京子さんはあれ以来、『書き換え』をしていないらしい。


「この力はね、より強く反映されるのさ。『記憶』を捻じ曲げれば、その分周りとのズレが生じる。それが起こりやすいのが『書き換え』だよ」


和文の『時間』と同じ、周りとのズレで悪影響を及ぼしてしまうことがある。あえて言うなら『メモリーパラドックス』といったところだろうか。


「その後、どうなったんだ」


「正兄はあたいと一緒に蝶姐を看取って、そのまま帰っていったよ。あたいは全ての手続きを終えて、葬式もやって、そして、一人になった」


本当に、京子さんの選択は正しかったのか。それは、もはや誰に聞いても分からない。京子さんは今度こそ、独りになったんだ。


「おいらと出会ったのは、偶然なのか?」


「いいや、成すべくしてなったのさ。能力者同士は互いに引き寄せられる、かずがこの町に来たのは偶然じゃないし、あたいは力を感知してあんたに近づいた」


「俺のことはいつから?」


京子さんが力の感知を出来ることは知っている。それは、前に話してくれたが、問題は、いつ気づいたかだ。


「傑は、かずと出会ってすぐぐらいに、この町にいることは知っていたよ。でも、名前も顔も分からない。ただ、力を持つ者がいるという情報だけね」


「そうか。探していたわけではないんだな」


「そうだねえ。『クロネコ』のことも、正直、復讐なんてことは考えていなかった」


それも気になっていたことの一つだが、そもそも、どうして『クロネコ』は京子さんを長年放置しているのだろう。


「京子さん、その、私まだよく分からなくて、『クロネコ』って……」


「そうだ、天音には話していなかったねえ。あたいの村に住んでいた人を皆殺しにして、みんなの力を奪ったのが『クロネコ』だよ」


「そんな人が、まだどこかで生きているなんて」


天音は少し震えていた。怖いと思うのも無理はない。それに、これから絶対に避けられない戦いが始まってしまうからな。

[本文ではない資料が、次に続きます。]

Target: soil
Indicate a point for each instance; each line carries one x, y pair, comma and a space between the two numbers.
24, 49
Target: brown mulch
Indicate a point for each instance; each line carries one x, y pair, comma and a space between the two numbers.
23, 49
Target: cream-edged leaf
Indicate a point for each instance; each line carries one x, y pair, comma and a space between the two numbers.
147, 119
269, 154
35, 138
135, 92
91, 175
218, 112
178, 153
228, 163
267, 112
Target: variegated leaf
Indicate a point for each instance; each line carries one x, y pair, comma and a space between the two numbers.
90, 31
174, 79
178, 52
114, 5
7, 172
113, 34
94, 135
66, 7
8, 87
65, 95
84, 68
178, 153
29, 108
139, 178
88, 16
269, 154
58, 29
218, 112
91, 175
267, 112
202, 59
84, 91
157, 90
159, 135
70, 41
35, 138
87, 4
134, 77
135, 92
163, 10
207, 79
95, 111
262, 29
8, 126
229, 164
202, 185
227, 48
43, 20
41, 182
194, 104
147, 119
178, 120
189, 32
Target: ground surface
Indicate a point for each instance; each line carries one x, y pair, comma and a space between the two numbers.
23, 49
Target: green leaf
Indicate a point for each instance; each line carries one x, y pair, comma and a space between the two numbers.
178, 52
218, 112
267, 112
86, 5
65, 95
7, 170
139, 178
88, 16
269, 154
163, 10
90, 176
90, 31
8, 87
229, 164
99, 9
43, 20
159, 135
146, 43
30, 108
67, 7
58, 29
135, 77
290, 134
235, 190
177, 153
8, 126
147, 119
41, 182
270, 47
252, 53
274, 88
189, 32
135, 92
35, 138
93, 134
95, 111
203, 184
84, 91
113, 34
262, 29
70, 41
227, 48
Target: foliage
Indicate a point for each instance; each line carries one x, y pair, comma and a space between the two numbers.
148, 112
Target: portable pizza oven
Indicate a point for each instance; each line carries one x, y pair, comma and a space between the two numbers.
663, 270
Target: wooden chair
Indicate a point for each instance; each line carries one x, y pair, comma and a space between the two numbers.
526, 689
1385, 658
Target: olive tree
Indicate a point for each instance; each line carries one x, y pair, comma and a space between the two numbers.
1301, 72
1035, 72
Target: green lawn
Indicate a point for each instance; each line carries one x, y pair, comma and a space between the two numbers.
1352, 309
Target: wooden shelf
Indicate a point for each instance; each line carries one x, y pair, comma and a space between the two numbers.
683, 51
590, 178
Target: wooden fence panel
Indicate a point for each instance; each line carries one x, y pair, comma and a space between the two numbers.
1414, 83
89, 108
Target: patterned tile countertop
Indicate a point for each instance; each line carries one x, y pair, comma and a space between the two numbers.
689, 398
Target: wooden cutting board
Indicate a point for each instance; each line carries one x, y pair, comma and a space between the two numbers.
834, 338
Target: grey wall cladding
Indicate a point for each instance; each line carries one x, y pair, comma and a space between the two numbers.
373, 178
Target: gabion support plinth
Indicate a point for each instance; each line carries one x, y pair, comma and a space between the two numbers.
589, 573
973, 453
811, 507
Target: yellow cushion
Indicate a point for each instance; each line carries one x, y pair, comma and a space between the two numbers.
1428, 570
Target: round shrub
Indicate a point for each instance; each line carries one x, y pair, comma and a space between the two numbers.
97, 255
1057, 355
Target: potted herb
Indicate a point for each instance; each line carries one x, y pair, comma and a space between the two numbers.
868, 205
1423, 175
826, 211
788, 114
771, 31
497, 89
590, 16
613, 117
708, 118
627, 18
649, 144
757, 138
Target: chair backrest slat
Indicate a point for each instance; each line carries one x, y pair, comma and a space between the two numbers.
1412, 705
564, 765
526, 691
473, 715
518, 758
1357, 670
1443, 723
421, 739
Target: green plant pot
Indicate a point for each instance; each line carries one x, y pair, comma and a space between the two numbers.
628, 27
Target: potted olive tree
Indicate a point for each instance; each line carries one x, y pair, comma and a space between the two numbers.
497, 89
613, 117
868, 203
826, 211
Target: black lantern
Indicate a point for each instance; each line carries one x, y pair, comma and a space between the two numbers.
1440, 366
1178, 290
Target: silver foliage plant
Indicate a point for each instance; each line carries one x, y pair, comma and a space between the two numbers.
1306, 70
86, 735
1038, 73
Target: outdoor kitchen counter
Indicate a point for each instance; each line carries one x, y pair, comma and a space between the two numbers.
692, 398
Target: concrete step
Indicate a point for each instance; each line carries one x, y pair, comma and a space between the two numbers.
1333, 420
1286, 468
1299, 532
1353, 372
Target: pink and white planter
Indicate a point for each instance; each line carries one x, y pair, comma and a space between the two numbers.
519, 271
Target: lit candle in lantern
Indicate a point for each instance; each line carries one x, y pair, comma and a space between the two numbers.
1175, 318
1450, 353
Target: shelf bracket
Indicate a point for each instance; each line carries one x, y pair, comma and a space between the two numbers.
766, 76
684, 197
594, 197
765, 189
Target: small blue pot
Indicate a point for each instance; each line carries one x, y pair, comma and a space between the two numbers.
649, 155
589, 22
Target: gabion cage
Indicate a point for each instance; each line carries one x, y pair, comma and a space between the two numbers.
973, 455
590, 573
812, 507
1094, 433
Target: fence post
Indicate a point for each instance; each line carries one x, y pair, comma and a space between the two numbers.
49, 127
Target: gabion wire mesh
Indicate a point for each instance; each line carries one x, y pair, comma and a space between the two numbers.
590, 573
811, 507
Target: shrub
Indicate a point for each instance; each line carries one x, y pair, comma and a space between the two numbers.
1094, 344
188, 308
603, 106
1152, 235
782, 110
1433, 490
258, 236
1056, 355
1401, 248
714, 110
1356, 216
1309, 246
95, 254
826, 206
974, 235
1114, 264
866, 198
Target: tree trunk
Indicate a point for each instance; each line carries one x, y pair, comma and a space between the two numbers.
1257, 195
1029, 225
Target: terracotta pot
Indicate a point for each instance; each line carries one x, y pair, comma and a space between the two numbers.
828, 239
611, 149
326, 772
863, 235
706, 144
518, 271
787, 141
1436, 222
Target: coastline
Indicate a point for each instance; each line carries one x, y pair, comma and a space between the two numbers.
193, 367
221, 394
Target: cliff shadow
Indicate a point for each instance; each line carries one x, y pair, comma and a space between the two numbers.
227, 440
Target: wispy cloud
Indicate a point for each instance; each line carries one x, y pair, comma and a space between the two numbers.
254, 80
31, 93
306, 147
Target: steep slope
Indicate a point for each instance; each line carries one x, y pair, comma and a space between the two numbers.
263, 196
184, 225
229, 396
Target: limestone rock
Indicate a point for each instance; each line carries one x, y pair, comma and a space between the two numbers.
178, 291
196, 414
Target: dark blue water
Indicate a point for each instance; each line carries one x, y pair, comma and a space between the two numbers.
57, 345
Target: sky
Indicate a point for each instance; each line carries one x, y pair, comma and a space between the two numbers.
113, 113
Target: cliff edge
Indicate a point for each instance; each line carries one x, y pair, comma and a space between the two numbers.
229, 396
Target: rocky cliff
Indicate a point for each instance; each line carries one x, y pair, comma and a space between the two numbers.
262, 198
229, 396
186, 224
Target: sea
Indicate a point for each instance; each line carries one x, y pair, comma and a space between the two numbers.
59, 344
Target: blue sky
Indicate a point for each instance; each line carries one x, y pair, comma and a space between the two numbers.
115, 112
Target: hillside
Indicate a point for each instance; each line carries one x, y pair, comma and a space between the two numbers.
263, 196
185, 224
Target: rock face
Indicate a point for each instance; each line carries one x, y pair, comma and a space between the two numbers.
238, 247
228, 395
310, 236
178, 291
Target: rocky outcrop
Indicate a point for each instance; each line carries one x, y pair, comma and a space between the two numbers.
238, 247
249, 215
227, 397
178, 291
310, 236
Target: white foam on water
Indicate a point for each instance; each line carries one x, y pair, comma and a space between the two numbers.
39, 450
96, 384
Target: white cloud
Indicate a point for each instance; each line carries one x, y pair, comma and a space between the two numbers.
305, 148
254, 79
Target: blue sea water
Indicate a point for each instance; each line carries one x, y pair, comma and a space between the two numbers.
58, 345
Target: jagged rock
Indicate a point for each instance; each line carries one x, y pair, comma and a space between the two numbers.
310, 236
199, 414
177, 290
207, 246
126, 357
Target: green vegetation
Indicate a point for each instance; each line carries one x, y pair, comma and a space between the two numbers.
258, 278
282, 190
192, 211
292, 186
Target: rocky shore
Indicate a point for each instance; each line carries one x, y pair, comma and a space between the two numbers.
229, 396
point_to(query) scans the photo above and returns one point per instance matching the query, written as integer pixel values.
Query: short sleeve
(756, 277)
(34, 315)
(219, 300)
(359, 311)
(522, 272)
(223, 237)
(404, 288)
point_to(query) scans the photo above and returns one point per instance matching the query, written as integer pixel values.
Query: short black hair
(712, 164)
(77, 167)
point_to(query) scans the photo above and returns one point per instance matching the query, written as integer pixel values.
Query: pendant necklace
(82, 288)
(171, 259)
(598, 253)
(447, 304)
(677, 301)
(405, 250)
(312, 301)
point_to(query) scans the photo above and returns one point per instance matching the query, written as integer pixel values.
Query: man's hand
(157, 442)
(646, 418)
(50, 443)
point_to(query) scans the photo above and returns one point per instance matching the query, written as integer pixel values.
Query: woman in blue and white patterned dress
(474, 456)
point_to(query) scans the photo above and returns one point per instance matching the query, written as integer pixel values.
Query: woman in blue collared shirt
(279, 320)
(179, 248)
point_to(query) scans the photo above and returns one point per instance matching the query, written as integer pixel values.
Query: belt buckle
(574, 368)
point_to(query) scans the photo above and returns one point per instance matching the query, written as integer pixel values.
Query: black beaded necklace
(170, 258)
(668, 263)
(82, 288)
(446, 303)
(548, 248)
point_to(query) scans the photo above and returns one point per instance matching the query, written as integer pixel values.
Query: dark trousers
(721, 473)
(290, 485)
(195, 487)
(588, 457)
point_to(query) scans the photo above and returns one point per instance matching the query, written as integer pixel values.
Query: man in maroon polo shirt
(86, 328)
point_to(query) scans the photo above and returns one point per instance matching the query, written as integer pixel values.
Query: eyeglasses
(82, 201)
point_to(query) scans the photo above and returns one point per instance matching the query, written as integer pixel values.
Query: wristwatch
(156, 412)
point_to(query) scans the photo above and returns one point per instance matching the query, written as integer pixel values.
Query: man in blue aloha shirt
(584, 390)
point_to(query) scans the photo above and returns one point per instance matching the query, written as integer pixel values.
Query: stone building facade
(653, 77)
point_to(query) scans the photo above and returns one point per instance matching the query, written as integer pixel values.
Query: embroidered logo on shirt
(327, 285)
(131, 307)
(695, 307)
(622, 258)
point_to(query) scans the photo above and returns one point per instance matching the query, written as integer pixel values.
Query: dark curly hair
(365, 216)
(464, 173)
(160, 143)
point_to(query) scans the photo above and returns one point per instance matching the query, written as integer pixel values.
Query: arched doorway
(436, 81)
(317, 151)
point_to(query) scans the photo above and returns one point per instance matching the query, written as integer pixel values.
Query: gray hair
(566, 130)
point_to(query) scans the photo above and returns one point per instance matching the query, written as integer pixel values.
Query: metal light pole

「そいつを倒せるのは俺たちしかいない。『クロネコ』は『天気』も『時間』も『精神』も操れる。他にも力を持っているだろうし、油断はできない」


「あたいは『クロネコ』について、村を襲った動機しか知らない。力の詳細は『記憶』では見えなかったんだ」


京子さんが俺の『記憶』を見たいと言ったとき、力の『記憶』を見れば、その力を『覚える』ことが出来ると言っていた。『クロネコ』の力の『記憶』を見れていたら、持っている力が全て使えるようになったかもしれない。


「それは、『忘れて』いるだけじゃないのか?」


「あたいが思うに、『覚え』られなかったんだろう。『クロネコ』が力の種類を持ちすぎているから、多分、『記憶』と違うところで力を管理しているのさ」


「一体何者なんだ」


俺は益々分からなくなっていた。力を使うにはイメージが必要になるはずで、『記憶』と違うところで管理するなんてこと、できるわけがない。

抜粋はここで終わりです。